WNlemma = nltk.WordNetLemmatizer()
alice_lemmatized = [WNlemma.lemmatize(t) for t in alice_tokenized]
print(alice_lemmatized[:80])
['alice', 'adventure', 'wonderland', 'lewis', 'carroll', 'chapter', 'alice', 'beginning', 'get', 'tired', 'sitting', 'sister', 'bank', 'nothing', 'twice', 'peeped', 'book', 'sister', 'reading', 'picture', 'conversation', 'use', 'book', 'thought', 'alice', 'picture', 'conversation', 'considering', 'mind', 'well', 'could', 'hot', 'day', 'made', 'feel', 'sleepy', 'stupid', 'whether', 'pleasure', 'making', 'would', 'worth', 'trouble', 'getting', 'picking', 'daisy', 'suddenly', 'white', 'rabbit', 'pink', 'eye', 'ran', 'close', 'nothing', 'remarkable', 'alice', 'think', 'much', 'way', 'hear', 'rabbit', 'say', 'dear', 'oh', 'dear', 'shall', 'late', 'thought', 'afterwards', 'occurred', 'ought', 'wondered', 'time', 'seemed', 'quite', 'natural', 'rabbit', 'actually', 'took', 'watch']
Get Distribution
FreqDist
creates a dictionary of word and it’s frequency
word_tokens_freqdist = nltk.FreqDist(alice_lemmatized)
list(list(word_tokens_freqdist.keys())[:10])
['alice',
'adventure',
'wonderland',
'lewis',
'carroll',
'chapter',
'beginning',
'get',
'tired',
'sitting']
# Get words with frequency >60 and length >5.

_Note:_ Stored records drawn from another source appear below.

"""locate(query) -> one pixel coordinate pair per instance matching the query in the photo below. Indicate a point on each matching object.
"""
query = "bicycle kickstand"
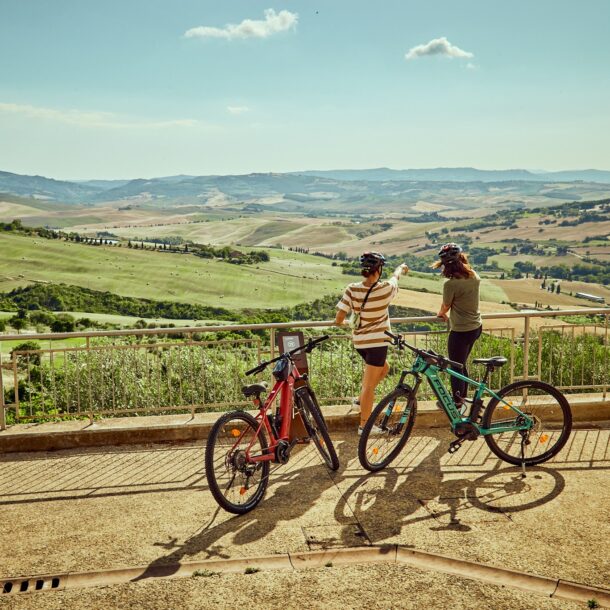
(455, 445)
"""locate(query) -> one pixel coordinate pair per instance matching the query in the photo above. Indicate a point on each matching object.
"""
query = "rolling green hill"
(287, 279)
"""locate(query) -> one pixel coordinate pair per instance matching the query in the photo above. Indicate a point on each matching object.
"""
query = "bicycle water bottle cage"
(256, 389)
(282, 369)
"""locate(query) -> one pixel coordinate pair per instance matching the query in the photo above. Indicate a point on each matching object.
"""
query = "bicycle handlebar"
(308, 347)
(399, 342)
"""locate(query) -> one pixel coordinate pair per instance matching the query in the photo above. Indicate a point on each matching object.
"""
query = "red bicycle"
(238, 455)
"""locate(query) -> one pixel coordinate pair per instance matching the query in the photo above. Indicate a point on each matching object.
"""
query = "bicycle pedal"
(454, 446)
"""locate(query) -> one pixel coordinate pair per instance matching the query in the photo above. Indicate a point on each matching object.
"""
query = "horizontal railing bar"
(286, 325)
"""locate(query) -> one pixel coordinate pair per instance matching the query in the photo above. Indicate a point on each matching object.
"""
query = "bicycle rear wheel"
(315, 425)
(237, 484)
(552, 422)
(387, 429)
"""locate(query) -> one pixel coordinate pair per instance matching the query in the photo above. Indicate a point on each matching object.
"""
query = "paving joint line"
(541, 585)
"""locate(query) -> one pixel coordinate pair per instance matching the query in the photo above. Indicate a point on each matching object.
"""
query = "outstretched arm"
(340, 317)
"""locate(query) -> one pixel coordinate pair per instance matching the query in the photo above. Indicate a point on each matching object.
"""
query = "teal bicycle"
(524, 423)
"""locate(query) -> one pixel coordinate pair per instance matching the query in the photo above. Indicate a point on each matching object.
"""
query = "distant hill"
(461, 174)
(299, 190)
(39, 187)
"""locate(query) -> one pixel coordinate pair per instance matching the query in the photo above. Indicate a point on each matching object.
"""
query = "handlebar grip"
(455, 365)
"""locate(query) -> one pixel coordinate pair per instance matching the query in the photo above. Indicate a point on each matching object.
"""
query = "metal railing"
(147, 371)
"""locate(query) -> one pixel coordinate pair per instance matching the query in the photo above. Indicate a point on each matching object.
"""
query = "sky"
(142, 88)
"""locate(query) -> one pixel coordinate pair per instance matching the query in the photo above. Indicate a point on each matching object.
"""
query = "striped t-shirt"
(375, 317)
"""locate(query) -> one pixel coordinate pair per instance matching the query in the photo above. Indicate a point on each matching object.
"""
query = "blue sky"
(142, 88)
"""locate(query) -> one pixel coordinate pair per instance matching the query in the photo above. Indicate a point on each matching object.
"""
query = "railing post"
(2, 407)
(526, 347)
(607, 346)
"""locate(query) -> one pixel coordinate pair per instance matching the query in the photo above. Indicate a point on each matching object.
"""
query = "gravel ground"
(335, 588)
(100, 508)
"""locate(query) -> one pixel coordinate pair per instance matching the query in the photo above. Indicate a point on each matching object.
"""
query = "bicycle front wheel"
(236, 483)
(314, 423)
(387, 430)
(552, 416)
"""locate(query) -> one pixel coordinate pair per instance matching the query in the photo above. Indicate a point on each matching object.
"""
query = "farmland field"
(163, 276)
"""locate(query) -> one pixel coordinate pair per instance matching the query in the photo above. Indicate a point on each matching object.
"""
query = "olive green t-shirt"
(463, 296)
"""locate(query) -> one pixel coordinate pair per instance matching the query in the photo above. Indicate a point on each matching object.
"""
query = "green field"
(288, 279)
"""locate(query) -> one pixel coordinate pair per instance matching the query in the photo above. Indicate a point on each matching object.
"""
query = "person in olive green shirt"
(461, 299)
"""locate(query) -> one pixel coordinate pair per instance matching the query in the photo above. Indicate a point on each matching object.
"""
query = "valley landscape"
(143, 238)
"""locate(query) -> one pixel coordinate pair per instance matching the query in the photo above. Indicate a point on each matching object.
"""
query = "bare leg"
(370, 380)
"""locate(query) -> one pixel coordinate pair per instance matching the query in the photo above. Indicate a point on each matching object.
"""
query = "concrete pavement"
(96, 508)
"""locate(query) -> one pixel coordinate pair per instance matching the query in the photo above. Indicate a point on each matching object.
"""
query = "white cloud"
(237, 109)
(248, 28)
(438, 46)
(91, 119)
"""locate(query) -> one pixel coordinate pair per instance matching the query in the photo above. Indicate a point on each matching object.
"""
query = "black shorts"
(375, 356)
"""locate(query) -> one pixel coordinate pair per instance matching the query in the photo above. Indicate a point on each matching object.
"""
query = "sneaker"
(375, 431)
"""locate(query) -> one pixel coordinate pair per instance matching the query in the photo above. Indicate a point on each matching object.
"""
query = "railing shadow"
(115, 471)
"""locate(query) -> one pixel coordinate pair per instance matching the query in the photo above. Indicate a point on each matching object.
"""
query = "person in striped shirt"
(369, 302)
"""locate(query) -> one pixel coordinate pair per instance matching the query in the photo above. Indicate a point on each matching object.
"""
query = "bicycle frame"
(286, 391)
(431, 373)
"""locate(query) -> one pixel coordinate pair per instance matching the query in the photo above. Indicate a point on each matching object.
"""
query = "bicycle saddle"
(254, 389)
(493, 362)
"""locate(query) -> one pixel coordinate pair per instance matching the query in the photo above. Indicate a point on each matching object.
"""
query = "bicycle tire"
(551, 400)
(317, 430)
(211, 459)
(403, 433)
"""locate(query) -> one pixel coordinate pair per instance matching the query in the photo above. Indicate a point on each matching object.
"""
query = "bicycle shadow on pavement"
(294, 492)
(385, 503)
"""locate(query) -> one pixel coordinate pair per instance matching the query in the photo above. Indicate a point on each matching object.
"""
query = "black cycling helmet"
(449, 253)
(370, 261)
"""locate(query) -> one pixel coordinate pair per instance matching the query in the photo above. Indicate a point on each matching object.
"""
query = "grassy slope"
(289, 280)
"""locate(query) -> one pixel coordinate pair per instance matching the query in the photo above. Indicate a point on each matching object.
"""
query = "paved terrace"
(98, 508)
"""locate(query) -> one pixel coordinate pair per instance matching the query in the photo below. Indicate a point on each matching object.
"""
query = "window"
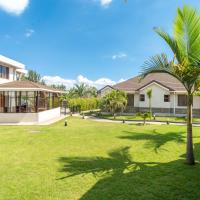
(182, 100)
(166, 98)
(4, 72)
(142, 97)
(130, 100)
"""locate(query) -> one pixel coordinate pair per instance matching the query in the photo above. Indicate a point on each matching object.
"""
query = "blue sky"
(94, 41)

freqwords = ['{}:{}'.format(w,dist[w]) for w in word_tokens_freqdist.keys() if len(w) > 5 and word_tokens_freqdist[w] > 60]
freqwords
['thought:76', 'little:128']
FreqDist class provides us with handy methods to get top frequent words from the dictionary of frequencies in a nice way.
Getting top 10 frequent words from a text!
# Get top 10 frequent words from a text
top_freq_words = word_tokens_freqdist.most_common(10)
print(top_freq_words)
[('said', 462), ('alice', 396), ('little', 128), ('one', 100), ('would', 90), ('know', 90), ('could', 86), ('like', 86), ('went', 83), ('thing', 79)]
We can see top frequent words with their occurence in the text presented in a list of tuples.
Cool!
These are some great basiscs of NLP. We could get get most frequent meaningfult words from a beloved tale Alice in Wonderland. Said alice little one…
Hope it was helpful. Your comments and insights are very welcomed.